Starting from:

$30

Project 2b: OCaml Higher Order Functions and Data

# Project 2b: OCaml Higher Order Functions and Data


Points: 65 public, 35 semipublic

**This is an individual assignment. You must work on this project alone.**

# Overview

The goal of this project is to increase your familiarity with programming in OCaml and give you practice using higher order functions and user-defined types. You will have to write a number of small functions, the specifications of which are given below.

## Ground Rules

In addition to writing your own code, you may use library functions found in the [`Stdlib` module](https://caml.inria.fr/pub/docs/manual-ocaml/libref/Stdlib.html) and the functions provided in `funs.ml`. You **may not** (under threat of a grading penalty) use the `List` module, any submodules of `Stdlib` (such as `Hashtbl`, `Set`, etc.), or any imperative features of OCaml (e.g., mutable references and arrays). You *are allowed* to use the `@` (list append) operator.

## Testing & Submitting

Submit by running `gradescope-submit`.  ALternatively, upload **higher.ml** and **data.ml** to the assignment on gradescope.com.

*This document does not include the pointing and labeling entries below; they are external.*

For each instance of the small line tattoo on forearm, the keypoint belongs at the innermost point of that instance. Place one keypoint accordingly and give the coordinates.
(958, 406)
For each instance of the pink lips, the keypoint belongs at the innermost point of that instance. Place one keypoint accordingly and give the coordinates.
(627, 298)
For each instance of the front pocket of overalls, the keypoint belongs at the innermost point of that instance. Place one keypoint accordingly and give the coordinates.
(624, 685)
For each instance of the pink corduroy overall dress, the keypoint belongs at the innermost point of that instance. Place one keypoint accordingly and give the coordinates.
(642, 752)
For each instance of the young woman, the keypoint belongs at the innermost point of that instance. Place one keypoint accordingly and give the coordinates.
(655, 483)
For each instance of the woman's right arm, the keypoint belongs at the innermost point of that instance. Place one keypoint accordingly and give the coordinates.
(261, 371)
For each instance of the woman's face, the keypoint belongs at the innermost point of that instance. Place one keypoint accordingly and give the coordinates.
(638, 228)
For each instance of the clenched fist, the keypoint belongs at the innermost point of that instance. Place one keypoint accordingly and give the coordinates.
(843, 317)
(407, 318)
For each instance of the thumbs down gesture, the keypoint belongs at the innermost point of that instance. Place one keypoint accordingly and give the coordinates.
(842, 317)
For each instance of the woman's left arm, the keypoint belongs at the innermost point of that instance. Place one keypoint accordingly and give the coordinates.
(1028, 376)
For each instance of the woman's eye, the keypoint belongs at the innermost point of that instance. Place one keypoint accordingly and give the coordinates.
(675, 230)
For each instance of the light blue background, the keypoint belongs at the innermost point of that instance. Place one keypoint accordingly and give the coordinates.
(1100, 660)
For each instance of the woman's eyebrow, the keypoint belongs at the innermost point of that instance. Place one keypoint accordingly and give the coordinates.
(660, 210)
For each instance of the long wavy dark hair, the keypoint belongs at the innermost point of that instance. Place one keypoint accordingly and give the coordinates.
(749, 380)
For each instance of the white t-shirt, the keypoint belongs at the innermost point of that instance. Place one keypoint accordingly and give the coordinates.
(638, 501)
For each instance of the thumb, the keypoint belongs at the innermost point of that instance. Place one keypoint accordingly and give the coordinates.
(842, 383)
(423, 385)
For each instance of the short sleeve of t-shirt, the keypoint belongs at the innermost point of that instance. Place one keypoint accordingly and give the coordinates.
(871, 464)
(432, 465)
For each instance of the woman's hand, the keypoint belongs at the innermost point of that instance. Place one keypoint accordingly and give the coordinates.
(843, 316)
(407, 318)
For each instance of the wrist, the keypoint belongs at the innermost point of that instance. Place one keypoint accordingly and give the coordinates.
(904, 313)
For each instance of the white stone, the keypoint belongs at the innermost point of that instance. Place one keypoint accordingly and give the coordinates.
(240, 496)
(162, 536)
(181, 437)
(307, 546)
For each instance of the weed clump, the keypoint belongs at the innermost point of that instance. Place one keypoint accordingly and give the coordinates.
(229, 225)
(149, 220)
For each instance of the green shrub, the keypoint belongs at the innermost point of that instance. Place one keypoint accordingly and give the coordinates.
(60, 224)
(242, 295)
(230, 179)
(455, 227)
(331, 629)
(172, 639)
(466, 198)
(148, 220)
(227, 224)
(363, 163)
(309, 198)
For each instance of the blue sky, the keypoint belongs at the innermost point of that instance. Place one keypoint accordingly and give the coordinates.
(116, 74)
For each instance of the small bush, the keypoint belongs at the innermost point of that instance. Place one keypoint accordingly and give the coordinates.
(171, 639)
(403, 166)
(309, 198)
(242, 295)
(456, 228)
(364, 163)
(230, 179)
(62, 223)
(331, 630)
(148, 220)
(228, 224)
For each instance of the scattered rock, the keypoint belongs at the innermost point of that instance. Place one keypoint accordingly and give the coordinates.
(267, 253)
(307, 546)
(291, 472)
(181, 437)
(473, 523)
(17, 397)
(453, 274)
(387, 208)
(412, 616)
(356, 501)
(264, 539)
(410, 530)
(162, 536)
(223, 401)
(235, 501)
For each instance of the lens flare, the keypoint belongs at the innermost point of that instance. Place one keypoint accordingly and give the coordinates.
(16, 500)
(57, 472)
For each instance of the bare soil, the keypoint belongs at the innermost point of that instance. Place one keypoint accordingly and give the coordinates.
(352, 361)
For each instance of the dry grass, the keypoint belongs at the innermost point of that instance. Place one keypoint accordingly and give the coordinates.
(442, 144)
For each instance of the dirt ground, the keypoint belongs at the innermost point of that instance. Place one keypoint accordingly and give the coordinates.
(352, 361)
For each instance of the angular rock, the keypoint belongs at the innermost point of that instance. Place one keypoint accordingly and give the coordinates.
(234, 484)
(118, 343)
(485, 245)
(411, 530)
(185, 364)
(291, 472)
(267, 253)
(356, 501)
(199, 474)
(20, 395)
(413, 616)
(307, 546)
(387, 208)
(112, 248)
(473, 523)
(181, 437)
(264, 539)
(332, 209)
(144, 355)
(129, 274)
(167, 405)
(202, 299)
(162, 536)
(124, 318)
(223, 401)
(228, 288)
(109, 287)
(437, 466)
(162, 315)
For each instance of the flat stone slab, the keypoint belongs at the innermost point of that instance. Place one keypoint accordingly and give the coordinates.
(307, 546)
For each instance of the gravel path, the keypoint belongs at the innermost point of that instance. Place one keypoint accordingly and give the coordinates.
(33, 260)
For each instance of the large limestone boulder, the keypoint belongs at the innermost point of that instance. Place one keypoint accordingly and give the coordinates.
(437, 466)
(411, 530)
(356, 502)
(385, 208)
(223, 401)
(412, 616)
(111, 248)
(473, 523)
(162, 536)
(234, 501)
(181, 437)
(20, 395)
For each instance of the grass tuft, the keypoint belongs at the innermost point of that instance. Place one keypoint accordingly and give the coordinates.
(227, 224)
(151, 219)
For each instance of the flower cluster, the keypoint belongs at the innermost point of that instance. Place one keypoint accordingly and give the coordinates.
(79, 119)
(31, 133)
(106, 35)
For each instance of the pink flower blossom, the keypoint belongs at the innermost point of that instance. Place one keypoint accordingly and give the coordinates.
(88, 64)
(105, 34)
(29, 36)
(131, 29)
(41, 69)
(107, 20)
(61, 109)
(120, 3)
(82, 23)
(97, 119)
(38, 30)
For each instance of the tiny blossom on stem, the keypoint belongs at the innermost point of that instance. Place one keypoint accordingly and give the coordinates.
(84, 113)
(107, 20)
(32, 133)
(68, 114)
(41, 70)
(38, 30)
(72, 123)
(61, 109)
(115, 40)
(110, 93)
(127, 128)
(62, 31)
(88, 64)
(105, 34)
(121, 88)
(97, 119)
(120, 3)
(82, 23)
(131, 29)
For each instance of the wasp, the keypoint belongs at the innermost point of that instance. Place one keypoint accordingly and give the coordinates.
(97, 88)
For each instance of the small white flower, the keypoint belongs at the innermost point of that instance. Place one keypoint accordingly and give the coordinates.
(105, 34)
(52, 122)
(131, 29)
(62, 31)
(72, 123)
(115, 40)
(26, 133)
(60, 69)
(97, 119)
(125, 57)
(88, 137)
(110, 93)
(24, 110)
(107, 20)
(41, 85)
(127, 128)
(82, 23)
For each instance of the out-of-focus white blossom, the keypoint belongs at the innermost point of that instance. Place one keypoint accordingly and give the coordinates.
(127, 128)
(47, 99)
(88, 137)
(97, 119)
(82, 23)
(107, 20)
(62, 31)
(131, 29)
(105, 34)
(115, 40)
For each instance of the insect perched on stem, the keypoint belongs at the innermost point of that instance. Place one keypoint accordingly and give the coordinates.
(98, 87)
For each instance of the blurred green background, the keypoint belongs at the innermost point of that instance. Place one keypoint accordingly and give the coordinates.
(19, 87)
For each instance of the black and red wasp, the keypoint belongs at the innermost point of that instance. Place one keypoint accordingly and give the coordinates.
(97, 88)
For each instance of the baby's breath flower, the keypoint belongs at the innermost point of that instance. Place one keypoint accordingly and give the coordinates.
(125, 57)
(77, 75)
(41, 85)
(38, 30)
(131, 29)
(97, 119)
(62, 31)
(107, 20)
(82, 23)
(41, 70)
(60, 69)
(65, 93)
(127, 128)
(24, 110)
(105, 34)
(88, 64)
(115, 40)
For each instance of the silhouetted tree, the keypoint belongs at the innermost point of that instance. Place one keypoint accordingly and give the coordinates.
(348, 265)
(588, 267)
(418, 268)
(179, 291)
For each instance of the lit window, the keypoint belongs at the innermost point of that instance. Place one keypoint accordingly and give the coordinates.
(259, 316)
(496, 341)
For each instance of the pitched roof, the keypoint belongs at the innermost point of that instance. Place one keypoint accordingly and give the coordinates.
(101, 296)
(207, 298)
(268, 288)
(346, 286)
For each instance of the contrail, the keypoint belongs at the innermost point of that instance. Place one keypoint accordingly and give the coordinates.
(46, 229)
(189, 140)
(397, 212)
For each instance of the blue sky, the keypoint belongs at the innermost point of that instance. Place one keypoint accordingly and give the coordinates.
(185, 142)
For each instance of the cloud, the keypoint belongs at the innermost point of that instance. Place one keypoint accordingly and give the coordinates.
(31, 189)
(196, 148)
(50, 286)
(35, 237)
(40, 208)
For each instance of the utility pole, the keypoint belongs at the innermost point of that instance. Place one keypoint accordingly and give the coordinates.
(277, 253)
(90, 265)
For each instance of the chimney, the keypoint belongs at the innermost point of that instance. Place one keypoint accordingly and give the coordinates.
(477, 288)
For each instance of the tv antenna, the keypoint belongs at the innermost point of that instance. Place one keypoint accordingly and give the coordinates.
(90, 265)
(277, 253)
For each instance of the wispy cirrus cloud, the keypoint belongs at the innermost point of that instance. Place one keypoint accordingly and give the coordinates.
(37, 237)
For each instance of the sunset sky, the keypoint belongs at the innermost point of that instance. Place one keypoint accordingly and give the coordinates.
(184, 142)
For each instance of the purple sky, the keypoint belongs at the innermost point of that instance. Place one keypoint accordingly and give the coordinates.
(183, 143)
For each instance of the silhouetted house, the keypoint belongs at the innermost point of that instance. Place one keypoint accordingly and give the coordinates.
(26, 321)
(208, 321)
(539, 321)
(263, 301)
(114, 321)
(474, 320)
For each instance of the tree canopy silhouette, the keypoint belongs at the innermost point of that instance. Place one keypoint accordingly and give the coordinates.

To test locally, run `dune runtest -f`. Besides the provided public tests, you will also find the file **student.ml** on `test/student/`, where you'll be able to add OUnit tests of your own. More detailed information about writing tests can be found [here](https://www.youtube.com/watch?v=C36JnAcClOQ). Here are the timestamps for the topics covered in the video:

- Installing necessary software: [00:46](https://www.youtube.com/watch?v=C36JnAcClOQ&t=46s)
- How to build and test: [01:14](https://www.youtube.com/watch?v=C36JnAcClOQ&t=74s)
- List all available tests: [04:40](https://www.youtube.com/watch?v=C36JnAcClOQ&t=280s)
- Running a specific test: [05:05](https://www.youtube.com/watch?v=C36JnAcClOQ&t=305s)
- Testing inside of utop: [09:00](https://www.youtube.com/watch?v=C36JnAcClOQ&t=540s)
- Understanding test cases: [16:00](https://www.youtube.com/watch?v=C36JnAcClOQ&t=960s)
- Writing your own test cases: [19:20](https://www.youtube.com/watch?v=C36JnAcClOQ&t=1160s)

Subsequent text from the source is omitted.